By Caitlin Ostroff

U.S. stock futures wavered Friday, suggesting that the major equity benchmarks may end the week largely unchanged as a rapid increase in daily coronavirus infections in some states prompted speculation about new restrictions and a slowdown in the economy reopening.

Futures tied to the S&P 500 wobbled between small gains and losses. The gauge ended Thursday up 1.1%, following a choppy trading session with few clear catalysts.

A number of states, including Arizona, Texas, South Carolina and Florida, saw confirmed cases rise by more than 30% over the past week, according to a Wall Street Journal analysis of data from Johns Hopkins University. Texas paused reopening plans Thursday, and some governors enacted sweeping new measures to help contain the outbreak. But other states, including New York, marched ahead with efforts to revive business and social activity as the infections ebbed.

"Right now, the market is sort-of on hold," said Rhys Herbert, senior economist at Lloyds Banking Group. Investors "are really looking for guidance on what's the next stage: Will we see signs of recovery or is there a danger things slip again?"

Fresh figures showed U.S. consumer spending rose 8.2% in May after seeing a record drop in April, reflecting looser restrictions on businesses, federal stimulus and stepped-up unemployment payments.

"On the one hand, economic data gives us an indication of the pace of the rebound in the economy," Mr. Herbert said. "On the other hand, there's justified concerns of whether the disease is under control."

Public-health officials said only about 1 in every 10 Covid-19 cases in the U.S. has been identified, and more Americans remain susceptible to the virus.

In offhours trading, U.S. bank stocks fell after the Federal Reserve ordered banks to cap shareholder dividend payouts to preserve capital and barred share buybacks in the third quarter. Goldman Sachs Group fell 3.1%, while Wells Fargo retreated 2.9%.

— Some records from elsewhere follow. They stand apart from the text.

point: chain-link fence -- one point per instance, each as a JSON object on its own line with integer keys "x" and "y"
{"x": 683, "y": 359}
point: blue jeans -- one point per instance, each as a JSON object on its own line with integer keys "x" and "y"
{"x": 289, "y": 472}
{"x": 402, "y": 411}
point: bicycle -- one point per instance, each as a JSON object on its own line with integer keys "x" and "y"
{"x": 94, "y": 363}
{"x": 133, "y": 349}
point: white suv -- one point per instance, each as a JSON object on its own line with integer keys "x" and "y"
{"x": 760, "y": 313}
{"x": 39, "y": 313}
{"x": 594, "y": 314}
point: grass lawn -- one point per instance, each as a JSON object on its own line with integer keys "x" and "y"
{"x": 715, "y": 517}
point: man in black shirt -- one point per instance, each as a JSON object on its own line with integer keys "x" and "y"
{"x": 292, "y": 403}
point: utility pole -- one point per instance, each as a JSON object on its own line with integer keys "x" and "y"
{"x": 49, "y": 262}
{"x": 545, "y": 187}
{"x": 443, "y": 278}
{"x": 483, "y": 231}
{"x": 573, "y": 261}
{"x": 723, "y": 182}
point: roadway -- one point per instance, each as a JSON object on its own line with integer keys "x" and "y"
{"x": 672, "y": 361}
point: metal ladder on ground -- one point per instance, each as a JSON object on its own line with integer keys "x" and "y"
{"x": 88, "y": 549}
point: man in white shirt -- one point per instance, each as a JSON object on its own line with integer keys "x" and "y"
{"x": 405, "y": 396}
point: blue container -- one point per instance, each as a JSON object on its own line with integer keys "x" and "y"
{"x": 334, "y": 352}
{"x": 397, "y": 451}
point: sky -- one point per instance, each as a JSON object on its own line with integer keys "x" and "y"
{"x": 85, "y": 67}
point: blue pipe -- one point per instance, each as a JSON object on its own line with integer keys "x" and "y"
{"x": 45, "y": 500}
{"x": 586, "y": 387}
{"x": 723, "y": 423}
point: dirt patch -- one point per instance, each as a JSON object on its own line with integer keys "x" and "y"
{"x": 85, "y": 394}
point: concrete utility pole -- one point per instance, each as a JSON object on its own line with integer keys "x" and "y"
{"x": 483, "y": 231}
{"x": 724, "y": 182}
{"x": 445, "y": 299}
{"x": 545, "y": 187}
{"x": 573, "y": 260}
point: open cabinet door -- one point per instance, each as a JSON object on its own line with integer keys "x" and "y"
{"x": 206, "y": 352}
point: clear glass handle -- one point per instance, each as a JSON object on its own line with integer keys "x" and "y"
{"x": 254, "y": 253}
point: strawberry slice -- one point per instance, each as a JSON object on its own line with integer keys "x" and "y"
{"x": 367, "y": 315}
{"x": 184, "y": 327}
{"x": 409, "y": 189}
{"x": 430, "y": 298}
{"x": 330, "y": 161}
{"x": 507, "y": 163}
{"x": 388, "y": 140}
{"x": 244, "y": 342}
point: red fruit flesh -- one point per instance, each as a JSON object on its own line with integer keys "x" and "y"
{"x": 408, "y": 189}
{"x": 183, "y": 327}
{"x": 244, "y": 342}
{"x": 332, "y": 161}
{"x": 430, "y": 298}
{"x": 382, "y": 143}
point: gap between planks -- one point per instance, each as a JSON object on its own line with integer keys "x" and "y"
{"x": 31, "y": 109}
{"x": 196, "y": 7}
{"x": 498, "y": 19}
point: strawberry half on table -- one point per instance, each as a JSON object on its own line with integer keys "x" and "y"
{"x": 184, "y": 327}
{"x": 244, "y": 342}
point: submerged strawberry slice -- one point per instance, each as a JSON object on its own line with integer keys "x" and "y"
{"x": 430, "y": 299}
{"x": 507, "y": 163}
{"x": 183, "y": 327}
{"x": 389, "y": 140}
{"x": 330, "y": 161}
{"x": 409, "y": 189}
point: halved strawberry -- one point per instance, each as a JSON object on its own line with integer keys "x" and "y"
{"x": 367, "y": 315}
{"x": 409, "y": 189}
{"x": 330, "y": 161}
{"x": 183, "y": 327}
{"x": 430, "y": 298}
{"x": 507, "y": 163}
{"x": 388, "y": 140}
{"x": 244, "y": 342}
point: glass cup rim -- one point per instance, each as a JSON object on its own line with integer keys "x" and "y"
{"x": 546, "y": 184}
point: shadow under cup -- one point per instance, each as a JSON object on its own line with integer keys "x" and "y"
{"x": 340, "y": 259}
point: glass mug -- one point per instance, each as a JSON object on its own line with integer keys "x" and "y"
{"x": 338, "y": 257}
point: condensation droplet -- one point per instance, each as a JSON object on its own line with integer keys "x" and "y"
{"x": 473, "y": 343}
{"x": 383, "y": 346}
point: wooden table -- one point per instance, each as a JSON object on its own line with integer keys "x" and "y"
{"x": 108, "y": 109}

Shares in Nike declined 3.2% in premarket trading after the athletic apparel company said sales fell 38% in the latest quarter, as mass closures of physical stores amid the pandemic overshadowed surging demand online.

Elsewhere, the pan-continental Stoxx Europe 600 rose 1%. Investors' sentiment in the region has been buoyed by the fact that economic data in continental Europe has improved while lockdowns ease without a sharp uptick in coronavirus infections, said Altaf Kassam, head of investment strategy for State Street Global Advisors in Europe.

"In Europe, it feels there is genuine improvement in the mood, in the economy, in the approach central bankers have had," Mr. Kassam said.

U.S.-China tensions also show signs of percolating again after the Senate on Thursday passed a bipartisan bill that would put sanctions on Chinese officials who erode Hong Kong's limited autonomy from Beijing, as well as the banks and firms that do business with them. Trump administration officials have expressed concern the legislation may hamper diplomatic negotiations between the two countries.

Major Asian equity benchmarks ended the day mixed. Hong Kong's Hang Seng Index dropped 0.9%, while Japan's Nikkei 225 gauge climbed 1.1% by the close of trading. Markets in China remained closed for a public holiday.

In bond markets, the yield on the 10-year U.S. Treasury edged down to 0.660%, from 0.674% Thursday.